Independent chairman Mike Allen has more than 25 years’ experience in investment banking with previous board roles in New Zealand and internationally for Investore Properties Ltd, Quay St Asset Management, Taumata Plantations Ltd, Rick Armstrong Motors, Michael Higgins Family Trust and Vincent Capital.

Nick Aubrey is the founder and management director of the New Zealand Luxury Group, a marketing and market development company working to deliver New Zealand leather and textiles to discerning global customers.

He also works as a business development manager for Wool Source, developing market value propositions for new-use strong wool products.

Sharon Cresswell is a director of The Network for Learning, a Crown company which provided a safe and secure internet network for learners in New Zealand schools and kura.

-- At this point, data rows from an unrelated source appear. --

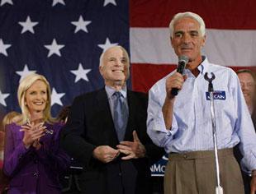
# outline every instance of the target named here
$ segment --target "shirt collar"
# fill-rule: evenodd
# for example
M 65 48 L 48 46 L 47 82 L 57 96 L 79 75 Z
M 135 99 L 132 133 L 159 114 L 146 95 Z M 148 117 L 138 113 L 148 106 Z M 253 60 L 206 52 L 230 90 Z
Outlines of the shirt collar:
M 199 70 L 200 74 L 204 75 L 205 72 L 207 72 L 209 62 L 206 56 L 201 56 L 201 58 L 202 61 L 200 65 L 197 66 L 197 69 Z
M 108 86 L 108 85 L 105 85 L 105 90 L 107 95 L 108 98 L 111 98 L 113 94 L 116 91 L 115 89 Z M 124 86 L 121 90 L 120 90 L 121 95 L 126 99 L 127 96 L 127 87 L 126 85 Z

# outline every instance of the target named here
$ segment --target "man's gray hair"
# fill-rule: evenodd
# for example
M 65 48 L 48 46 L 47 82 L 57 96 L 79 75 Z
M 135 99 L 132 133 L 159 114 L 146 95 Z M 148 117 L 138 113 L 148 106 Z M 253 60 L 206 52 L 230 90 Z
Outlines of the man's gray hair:
M 191 17 L 191 18 L 197 21 L 199 23 L 199 25 L 200 25 L 201 35 L 202 36 L 204 36 L 206 35 L 206 25 L 205 25 L 203 19 L 197 13 L 192 13 L 192 12 L 187 12 L 177 13 L 173 17 L 173 19 L 169 24 L 169 30 L 170 30 L 170 36 L 171 37 L 173 37 L 174 24 L 176 23 L 177 21 L 178 21 L 179 19 L 182 19 L 183 17 Z

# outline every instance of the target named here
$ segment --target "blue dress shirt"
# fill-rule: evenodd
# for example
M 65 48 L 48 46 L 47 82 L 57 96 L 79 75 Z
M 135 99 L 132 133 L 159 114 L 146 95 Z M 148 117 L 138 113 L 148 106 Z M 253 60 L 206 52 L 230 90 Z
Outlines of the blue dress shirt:
M 149 90 L 147 132 L 168 153 L 211 150 L 214 149 L 208 81 L 204 75 L 216 76 L 215 113 L 218 149 L 239 149 L 244 170 L 256 169 L 256 134 L 236 74 L 230 68 L 210 63 L 204 58 L 197 67 L 197 77 L 188 70 L 187 79 L 176 96 L 171 130 L 166 129 L 162 113 L 166 79 L 176 70 L 155 83 Z

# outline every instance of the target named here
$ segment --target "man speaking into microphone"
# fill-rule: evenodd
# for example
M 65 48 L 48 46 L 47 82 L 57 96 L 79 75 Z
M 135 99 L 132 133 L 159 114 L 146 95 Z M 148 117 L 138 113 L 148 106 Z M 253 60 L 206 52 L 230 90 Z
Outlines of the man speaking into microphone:
M 233 155 L 233 147 L 239 143 L 243 170 L 252 174 L 251 193 L 254 193 L 256 135 L 236 74 L 201 55 L 206 26 L 200 16 L 178 13 L 169 30 L 172 47 L 179 58 L 178 70 L 150 89 L 147 119 L 152 141 L 169 154 L 164 193 L 216 193 L 213 125 L 206 73 L 215 77 L 211 81 L 224 193 L 244 193 L 241 173 Z M 178 70 L 181 63 L 186 65 L 183 71 Z

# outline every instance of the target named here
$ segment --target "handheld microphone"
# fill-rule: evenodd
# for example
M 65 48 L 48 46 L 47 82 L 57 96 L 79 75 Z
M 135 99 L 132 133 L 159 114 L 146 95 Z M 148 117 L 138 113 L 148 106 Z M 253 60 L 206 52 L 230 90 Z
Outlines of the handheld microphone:
M 183 74 L 187 62 L 188 62 L 188 58 L 187 56 L 185 55 L 179 56 L 177 67 L 177 72 Z M 173 88 L 171 90 L 172 95 L 177 95 L 178 92 L 178 88 Z

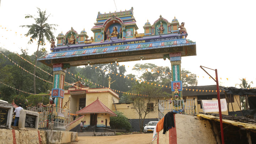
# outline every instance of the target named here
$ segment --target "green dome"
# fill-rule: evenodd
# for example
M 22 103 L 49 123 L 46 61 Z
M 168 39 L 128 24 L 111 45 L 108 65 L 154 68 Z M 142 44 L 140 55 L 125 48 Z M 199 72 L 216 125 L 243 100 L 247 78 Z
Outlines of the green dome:
M 84 30 L 84 30 L 83 30 L 82 31 L 81 31 L 81 33 L 80 33 L 80 34 L 84 34 L 84 33 L 86 33 L 86 34 L 87 34 L 87 33 Z
M 62 32 L 61 33 L 60 33 L 59 34 L 58 34 L 58 37 L 60 37 L 60 36 L 64 36 L 64 34 L 63 34 L 62 33 Z

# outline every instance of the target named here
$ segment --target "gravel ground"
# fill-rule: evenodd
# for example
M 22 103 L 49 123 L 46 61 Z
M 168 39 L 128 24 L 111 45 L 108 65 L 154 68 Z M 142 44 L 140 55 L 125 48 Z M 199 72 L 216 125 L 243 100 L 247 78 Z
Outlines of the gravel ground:
M 153 134 L 133 134 L 102 137 L 78 137 L 78 142 L 71 144 L 151 144 Z

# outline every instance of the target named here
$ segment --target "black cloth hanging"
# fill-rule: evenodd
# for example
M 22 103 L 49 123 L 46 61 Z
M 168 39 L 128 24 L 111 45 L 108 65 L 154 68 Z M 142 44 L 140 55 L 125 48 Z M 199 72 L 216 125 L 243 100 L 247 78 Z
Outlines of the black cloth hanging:
M 163 134 L 165 134 L 165 132 L 168 131 L 169 129 L 172 127 L 175 127 L 174 123 L 174 114 L 176 113 L 174 112 L 168 112 L 165 116 L 164 120 L 164 130 Z

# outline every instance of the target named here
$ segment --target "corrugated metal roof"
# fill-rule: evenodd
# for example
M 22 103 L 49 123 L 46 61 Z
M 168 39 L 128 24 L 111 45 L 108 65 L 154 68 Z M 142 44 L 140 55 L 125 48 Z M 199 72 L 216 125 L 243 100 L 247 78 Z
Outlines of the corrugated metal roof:
M 92 103 L 76 112 L 76 113 L 108 113 L 117 116 L 113 112 L 102 103 L 98 99 Z

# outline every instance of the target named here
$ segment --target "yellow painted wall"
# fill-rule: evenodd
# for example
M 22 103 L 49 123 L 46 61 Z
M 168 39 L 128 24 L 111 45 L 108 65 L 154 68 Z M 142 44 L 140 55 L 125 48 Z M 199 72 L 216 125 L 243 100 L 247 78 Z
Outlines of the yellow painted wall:
M 82 116 L 81 117 L 83 117 L 83 116 Z M 84 118 L 82 117 L 80 119 L 78 119 L 78 120 L 76 121 L 75 122 L 69 125 L 69 129 L 73 129 L 73 128 L 76 127 L 78 124 L 80 124 L 80 123 L 81 123 L 81 121 L 82 121 L 83 119 L 84 119 Z
M 90 126 L 90 114 L 87 113 L 85 115 L 85 117 L 84 117 L 84 122 L 85 121 L 84 123 L 84 126 Z
M 98 115 L 97 115 L 97 125 L 103 125 L 105 126 L 106 119 L 107 120 L 107 126 L 110 126 L 109 122 L 110 121 L 110 114 L 108 113 L 107 113 L 107 114 L 105 114 L 105 113 L 99 113 L 98 114 Z M 83 121 L 84 122 L 85 121 L 85 122 L 84 124 L 84 126 L 90 126 L 90 113 L 87 113 L 84 116 L 85 116 L 83 118 Z M 103 121 L 103 123 L 101 122 L 102 121 Z M 81 122 L 81 121 L 80 121 Z
M 105 126 L 106 123 L 106 119 L 107 119 L 107 126 L 110 126 L 110 114 L 108 113 L 107 113 L 107 114 L 105 114 L 105 113 L 100 113 L 98 114 L 97 116 L 97 126 L 101 126 L 101 125 L 104 125 L 103 126 Z M 102 122 L 102 121 L 103 121 L 103 122 Z M 100 125 L 100 126 L 98 126 Z

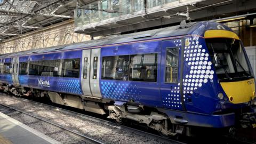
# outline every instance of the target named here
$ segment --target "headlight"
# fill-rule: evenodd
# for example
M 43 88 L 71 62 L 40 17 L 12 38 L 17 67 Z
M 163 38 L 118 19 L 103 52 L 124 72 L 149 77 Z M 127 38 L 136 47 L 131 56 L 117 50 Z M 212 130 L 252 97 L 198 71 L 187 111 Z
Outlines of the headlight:
M 223 97 L 224 96 L 222 93 L 220 92 L 219 94 L 218 94 L 218 98 L 219 98 L 219 99 L 222 100 L 223 99 Z

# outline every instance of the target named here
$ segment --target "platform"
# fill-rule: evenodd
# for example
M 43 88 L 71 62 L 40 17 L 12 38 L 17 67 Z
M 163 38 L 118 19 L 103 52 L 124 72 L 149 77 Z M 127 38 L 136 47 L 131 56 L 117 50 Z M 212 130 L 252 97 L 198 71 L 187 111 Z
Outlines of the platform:
M 0 113 L 0 143 L 60 143 L 49 137 Z

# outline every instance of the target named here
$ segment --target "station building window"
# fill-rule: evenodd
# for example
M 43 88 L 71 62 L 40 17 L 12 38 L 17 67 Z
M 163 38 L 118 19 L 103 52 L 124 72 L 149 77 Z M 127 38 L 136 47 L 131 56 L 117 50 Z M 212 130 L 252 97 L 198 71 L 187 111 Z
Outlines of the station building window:
M 165 82 L 178 83 L 179 47 L 166 49 Z

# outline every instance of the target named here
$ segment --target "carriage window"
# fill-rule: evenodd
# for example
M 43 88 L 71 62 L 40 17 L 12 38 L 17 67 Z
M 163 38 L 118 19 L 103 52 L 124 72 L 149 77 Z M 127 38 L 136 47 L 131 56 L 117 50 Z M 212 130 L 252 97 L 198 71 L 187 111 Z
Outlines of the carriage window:
M 97 70 L 98 70 L 98 57 L 93 58 L 93 71 L 92 79 L 97 79 Z
M 87 69 L 88 68 L 88 58 L 84 58 L 84 70 L 83 75 L 84 78 L 87 78 Z
M 79 77 L 80 59 L 65 59 L 62 63 L 62 76 L 66 77 Z
M 103 57 L 101 78 L 127 81 L 129 68 L 129 55 Z
M 44 76 L 53 76 L 51 72 L 51 61 L 43 60 L 39 62 L 38 75 Z
M 165 82 L 178 83 L 179 47 L 166 49 Z
M 14 63 L 13 63 L 12 64 L 12 74 L 14 74 Z
M 20 62 L 20 70 L 19 72 L 19 75 L 27 75 L 27 67 L 28 66 L 27 62 Z
M 38 74 L 39 69 L 38 61 L 29 61 L 29 75 L 36 76 Z
M 18 69 L 19 62 L 16 62 L 16 74 L 18 74 Z
M 61 76 L 61 68 L 62 63 L 60 60 L 51 60 L 51 76 Z
M 11 62 L 4 62 L 3 66 L 3 74 L 11 74 Z
M 157 53 L 131 55 L 130 81 L 156 82 L 157 72 Z

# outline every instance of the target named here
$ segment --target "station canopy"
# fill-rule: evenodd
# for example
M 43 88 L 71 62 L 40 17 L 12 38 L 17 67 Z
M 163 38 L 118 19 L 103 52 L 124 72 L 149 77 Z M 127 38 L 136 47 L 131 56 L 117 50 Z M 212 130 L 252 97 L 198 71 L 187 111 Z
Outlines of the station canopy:
M 76 0 L 0 0 L 0 40 L 71 19 L 76 4 Z

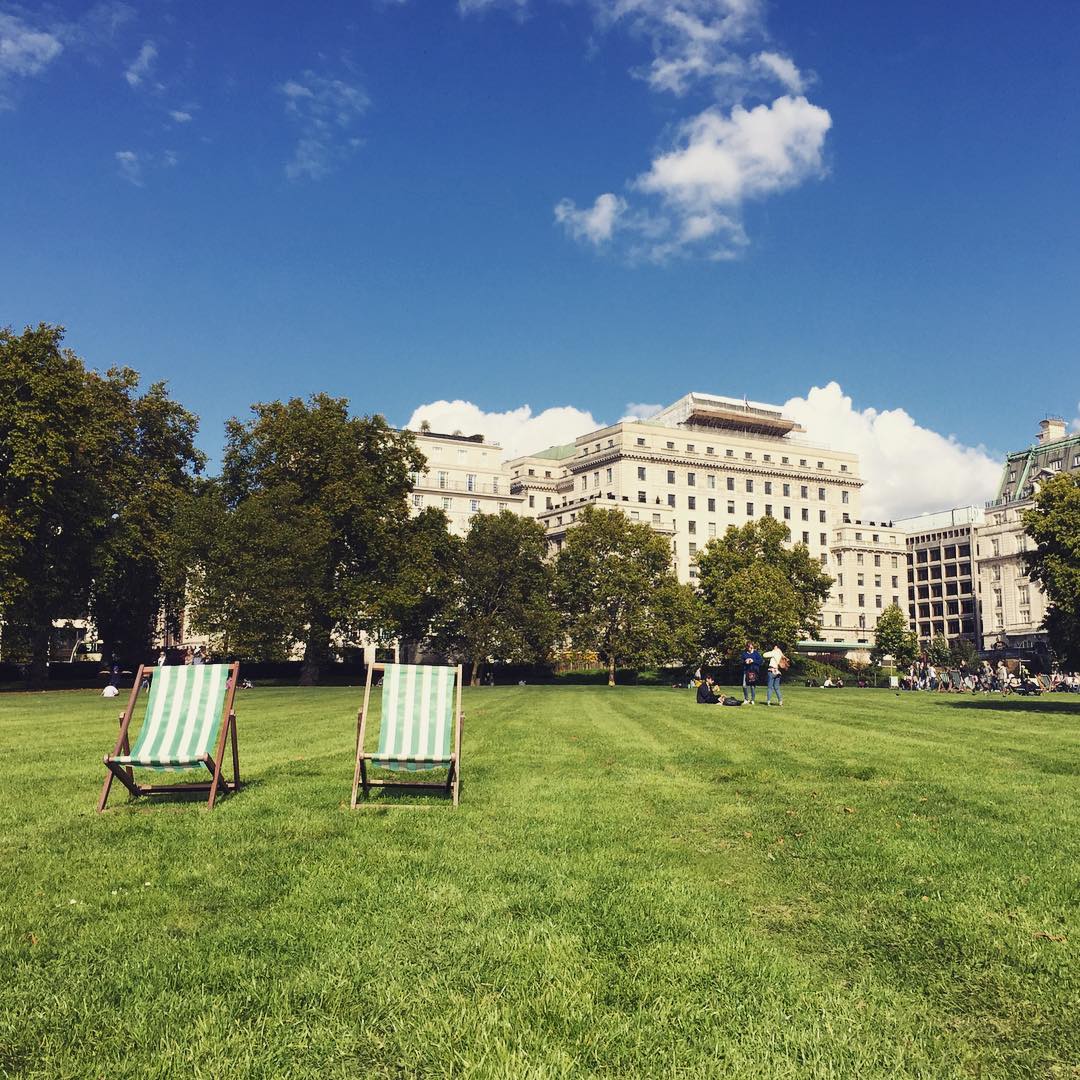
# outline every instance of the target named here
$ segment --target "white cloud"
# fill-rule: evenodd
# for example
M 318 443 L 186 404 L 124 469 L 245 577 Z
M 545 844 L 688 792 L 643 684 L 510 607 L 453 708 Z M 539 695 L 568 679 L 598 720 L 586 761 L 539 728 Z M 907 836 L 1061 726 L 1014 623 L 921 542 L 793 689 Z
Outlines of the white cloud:
M 129 184 L 143 187 L 143 162 L 139 156 L 134 150 L 117 150 L 114 157 L 120 166 L 120 175 Z
M 63 51 L 55 35 L 0 13 L 0 79 L 40 75 Z
M 610 193 L 597 195 L 588 210 L 578 210 L 573 201 L 564 199 L 555 207 L 555 220 L 566 227 L 576 240 L 603 244 L 611 239 L 619 217 L 625 212 L 626 202 Z
M 291 180 L 322 179 L 361 145 L 352 127 L 370 99 L 360 86 L 314 71 L 305 71 L 278 90 L 300 133 L 285 175 Z
M 859 455 L 864 519 L 895 519 L 994 497 L 1001 460 L 917 423 L 904 409 L 856 409 L 836 382 L 783 405 L 804 437 Z
M 444 434 L 460 431 L 464 435 L 483 435 L 488 442 L 498 443 L 507 458 L 572 443 L 578 435 L 603 427 L 591 413 L 572 405 L 545 408 L 534 415 L 529 405 L 505 413 L 486 413 L 478 405 L 465 401 L 437 401 L 420 405 L 414 409 L 405 427 L 419 431 L 424 420 L 431 424 L 432 431 Z
M 806 90 L 807 80 L 788 56 L 779 53 L 758 53 L 753 65 L 759 71 L 778 79 L 789 94 L 801 94 Z
M 140 86 L 143 84 L 143 80 L 146 79 L 153 70 L 153 62 L 157 58 L 158 46 L 152 41 L 144 41 L 143 48 L 138 51 L 138 55 L 124 70 L 124 78 L 127 80 L 127 85 L 133 90 L 136 86 Z

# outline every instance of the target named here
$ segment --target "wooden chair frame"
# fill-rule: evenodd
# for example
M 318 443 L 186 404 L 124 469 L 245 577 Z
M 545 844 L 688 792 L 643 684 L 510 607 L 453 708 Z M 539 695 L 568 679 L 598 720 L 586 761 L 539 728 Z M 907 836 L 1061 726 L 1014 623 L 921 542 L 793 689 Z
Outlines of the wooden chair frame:
M 382 787 L 394 794 L 408 794 L 409 792 L 438 792 L 445 797 L 454 800 L 458 805 L 458 797 L 461 789 L 461 726 L 464 714 L 461 712 L 461 664 L 457 665 L 457 690 L 455 691 L 454 707 L 454 746 L 450 751 L 450 761 L 446 771 L 445 783 L 423 783 L 418 781 L 400 780 L 372 780 L 367 775 L 367 762 L 376 757 L 375 754 L 364 753 L 364 732 L 367 729 L 368 704 L 372 698 L 372 676 L 375 672 L 384 672 L 386 664 L 368 664 L 367 680 L 364 684 L 364 703 L 356 714 L 356 768 L 352 777 L 352 809 L 355 810 L 357 802 L 357 791 L 363 788 L 364 798 L 368 798 L 373 787 Z M 375 804 L 367 804 L 374 806 Z M 380 802 L 379 806 L 408 806 L 403 802 Z
M 127 698 L 127 707 L 120 714 L 120 737 L 117 739 L 116 748 L 111 754 L 105 756 L 105 767 L 108 774 L 105 778 L 105 785 L 102 787 L 102 797 L 97 800 L 97 812 L 105 809 L 105 804 L 109 798 L 109 789 L 112 787 L 113 779 L 117 779 L 127 788 L 131 795 L 137 798 L 140 795 L 177 795 L 190 792 L 207 792 L 206 809 L 213 810 L 218 793 L 227 794 L 240 789 L 240 752 L 237 748 L 237 714 L 233 711 L 233 699 L 237 694 L 237 686 L 240 681 L 240 664 L 229 664 L 229 684 L 225 691 L 225 702 L 221 711 L 225 714 L 225 723 L 217 739 L 217 753 L 211 757 L 203 754 L 199 760 L 210 770 L 212 780 L 188 784 L 137 784 L 135 783 L 135 769 L 130 765 L 119 765 L 112 758 L 121 754 L 131 754 L 131 743 L 127 737 L 127 729 L 131 726 L 132 716 L 135 714 L 135 704 L 144 679 L 153 678 L 157 665 L 140 664 L 135 675 L 135 685 L 132 687 L 131 696 Z M 144 720 L 145 723 L 145 720 Z M 232 780 L 227 780 L 221 774 L 221 767 L 225 764 L 226 740 L 232 743 Z

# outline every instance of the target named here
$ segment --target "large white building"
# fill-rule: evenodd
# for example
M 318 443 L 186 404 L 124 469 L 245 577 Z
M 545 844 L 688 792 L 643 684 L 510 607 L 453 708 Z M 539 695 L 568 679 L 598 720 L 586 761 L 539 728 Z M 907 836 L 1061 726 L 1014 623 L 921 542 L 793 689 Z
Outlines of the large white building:
M 581 509 L 617 507 L 671 538 L 680 580 L 729 525 L 775 517 L 836 578 L 823 610 L 834 646 L 873 644 L 877 617 L 904 594 L 904 537 L 863 523 L 859 460 L 801 437 L 780 408 L 690 393 L 654 416 L 623 420 L 509 462 L 522 512 L 562 544 Z

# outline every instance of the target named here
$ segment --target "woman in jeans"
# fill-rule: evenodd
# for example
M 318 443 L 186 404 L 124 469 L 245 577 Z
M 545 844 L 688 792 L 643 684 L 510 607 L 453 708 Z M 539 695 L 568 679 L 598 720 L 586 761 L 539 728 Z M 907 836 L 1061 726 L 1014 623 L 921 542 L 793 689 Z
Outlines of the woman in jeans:
M 767 705 L 772 704 L 772 696 L 777 696 L 777 704 L 782 705 L 784 699 L 780 694 L 780 677 L 783 674 L 783 669 L 780 666 L 781 661 L 786 661 L 787 657 L 784 656 L 783 650 L 779 645 L 773 645 L 773 647 L 765 653 L 761 658 L 762 660 L 769 661 L 769 685 L 766 687 L 765 691 L 765 703 Z

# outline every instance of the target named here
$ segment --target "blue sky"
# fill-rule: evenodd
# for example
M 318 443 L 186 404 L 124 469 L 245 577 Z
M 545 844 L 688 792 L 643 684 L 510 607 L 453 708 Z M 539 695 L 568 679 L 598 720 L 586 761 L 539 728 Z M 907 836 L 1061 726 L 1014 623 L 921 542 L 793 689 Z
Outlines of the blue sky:
M 0 322 L 212 454 L 833 380 L 996 453 L 1078 413 L 1078 100 L 1066 0 L 0 0 Z

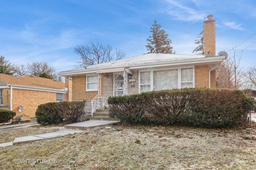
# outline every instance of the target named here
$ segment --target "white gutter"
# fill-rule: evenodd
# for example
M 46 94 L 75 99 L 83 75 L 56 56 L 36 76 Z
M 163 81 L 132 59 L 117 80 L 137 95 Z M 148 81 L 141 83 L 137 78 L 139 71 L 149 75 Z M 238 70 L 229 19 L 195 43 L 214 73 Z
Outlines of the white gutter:
M 194 64 L 194 63 L 202 63 L 205 62 L 222 62 L 225 58 L 224 56 L 214 56 L 214 57 L 206 57 L 199 58 L 193 58 L 188 60 L 182 60 L 178 61 L 165 61 L 157 63 L 150 63 L 147 64 L 134 64 L 132 65 L 119 65 L 118 66 L 109 66 L 105 68 L 95 68 L 95 69 L 82 69 L 79 70 L 70 70 L 67 71 L 62 71 L 58 73 L 58 74 L 60 76 L 68 76 L 74 75 L 79 75 L 89 73 L 95 73 L 98 70 L 103 69 L 109 69 L 114 68 L 119 68 L 122 67 L 129 67 L 130 69 L 145 68 L 149 67 L 154 66 L 161 66 L 164 65 L 182 65 L 188 64 Z
M 29 90 L 41 91 L 47 91 L 47 92 L 58 92 L 60 94 L 66 94 L 67 92 L 67 89 L 55 89 L 44 88 L 37 87 L 14 85 L 14 84 L 7 84 L 7 86 L 0 86 L 0 89 L 4 89 L 4 88 L 11 88 L 12 89 L 23 89 L 23 90 Z
M 12 86 L 10 87 L 10 110 L 12 110 Z
M 212 70 L 217 69 L 218 68 L 220 67 L 221 66 L 222 66 L 222 65 L 219 65 L 217 67 L 212 68 L 212 69 L 209 70 L 209 88 L 211 88 L 211 72 L 212 71 Z

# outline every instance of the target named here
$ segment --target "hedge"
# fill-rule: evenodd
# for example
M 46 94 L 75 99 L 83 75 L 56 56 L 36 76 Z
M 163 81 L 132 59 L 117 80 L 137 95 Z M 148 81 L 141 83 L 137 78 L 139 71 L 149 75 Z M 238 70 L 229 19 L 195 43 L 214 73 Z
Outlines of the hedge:
M 6 123 L 16 115 L 14 112 L 0 109 L 0 123 Z
M 48 103 L 38 106 L 36 116 L 41 124 L 76 122 L 84 113 L 84 101 Z
M 255 105 L 254 99 L 241 90 L 200 88 L 112 97 L 108 102 L 110 116 L 123 123 L 209 128 L 237 124 Z

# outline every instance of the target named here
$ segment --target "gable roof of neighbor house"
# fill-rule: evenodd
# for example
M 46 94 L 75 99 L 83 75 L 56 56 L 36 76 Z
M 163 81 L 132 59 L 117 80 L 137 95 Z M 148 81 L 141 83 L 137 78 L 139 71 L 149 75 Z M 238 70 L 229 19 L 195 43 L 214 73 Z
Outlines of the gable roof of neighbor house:
M 61 81 L 27 75 L 14 76 L 0 74 L 0 81 L 1 86 L 18 85 L 58 90 L 65 88 L 65 84 Z
M 161 65 L 181 65 L 200 63 L 218 62 L 221 63 L 225 58 L 223 56 L 205 55 L 183 55 L 171 54 L 149 53 L 110 62 L 62 71 L 60 75 L 68 76 L 96 72 L 99 70 L 125 67 L 130 69 L 161 66 Z

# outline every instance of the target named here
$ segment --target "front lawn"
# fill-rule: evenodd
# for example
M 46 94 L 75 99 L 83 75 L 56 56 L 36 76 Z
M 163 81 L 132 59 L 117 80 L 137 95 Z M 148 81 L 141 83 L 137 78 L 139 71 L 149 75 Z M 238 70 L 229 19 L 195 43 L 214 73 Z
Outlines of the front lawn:
M 255 169 L 256 126 L 123 126 L 0 149 L 2 169 Z M 21 159 L 55 159 L 30 164 Z

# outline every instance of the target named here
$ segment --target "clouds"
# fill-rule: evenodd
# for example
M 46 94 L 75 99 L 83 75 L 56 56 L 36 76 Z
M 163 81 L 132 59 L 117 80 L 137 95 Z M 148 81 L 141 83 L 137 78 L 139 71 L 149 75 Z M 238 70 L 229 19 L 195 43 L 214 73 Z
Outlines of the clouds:
M 244 29 L 242 27 L 242 23 L 237 24 L 235 21 L 223 22 L 223 23 L 225 26 L 230 29 L 240 31 L 243 31 L 244 30 Z
M 184 5 L 173 0 L 165 1 L 170 5 L 170 8 L 166 11 L 175 19 L 184 21 L 202 21 L 206 16 L 204 12 Z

She had many years’ experience working with boards as a director, adviser, auditor and senior executive.

Originally from Karitane, Bridget Giesen is a board member of Puketeraki Ltd, Ngai Tahu Holdings and runaka startup business Taramea Fragrance Ltd.

She leads the Maori investment team at New Zealand Trade and Enterprise to develop the aquaculture sector through capital-raising activities.

Swag chairman Rob Hewett said the group was delighted with the quality and calibre of appointees.

All had extensive skills across multiple sectors with demonstrable experience building brands and revenue on a global scale.

That was crucial for the wool sector to meet changing consumer demands for natural, sustainable, regenerative and hypo-allergenic products, he said.

"Quite frankly, we could have appointed high quality candidates to this board three times over. The level of interest from people with the capability, passion and interest in this sector was profoundly rewarding and a vote of confidence for the future of this sector," Mr Hewett said.

Wool Impact would also have three full-time employees who would work with project partners to implement the strategic plan.

Its sector partners comprised WoolWorks, the Wool Research Organisation of New Zealand (WRONZ), AFFCO, ANZCO, Alliance, Progressive Meats, and Silver Fern Farms.

Damien O’Connor
Damien O’Connor
Agriculture Minister Damien O’Connor has called on New Zealand businesses and consumers to get behind the environmentally friendly fibre. It would be "fantastic" if strong wool became the first choice of fibre in homes, schools and businesses, he said.

Wool Impact was charged with making it a compelling and affordable alternative to synthetic fibres and reversing the significant under-investment of the past three decades that resulted in poor returns for growers and across the supply chain, he said.

MPI’s latest Situation and Outlook for Primary Industries showed wool export revenue was forecast to rise 5% to $420 million in the year to June 30, 2022, partially recovering but remaining below 2018-19 levels.

Higher export prices were expected to more than offset an 11% drop in volumes, reflecting the start of the wool sector’s recovery to pre-pandemic levels.

Although fine wool was performing well, strong wool (31.4 microns or greater), which constituted 75% of New Zealand’s wool exports, continued to struggle.

Research and trials into alternative uses for strong wool presented upside to the forecast, the report said. New higher-value uses, shifting consumer demand for natural fibres and New Zealand’s new national standard for wool had potential to lift performance.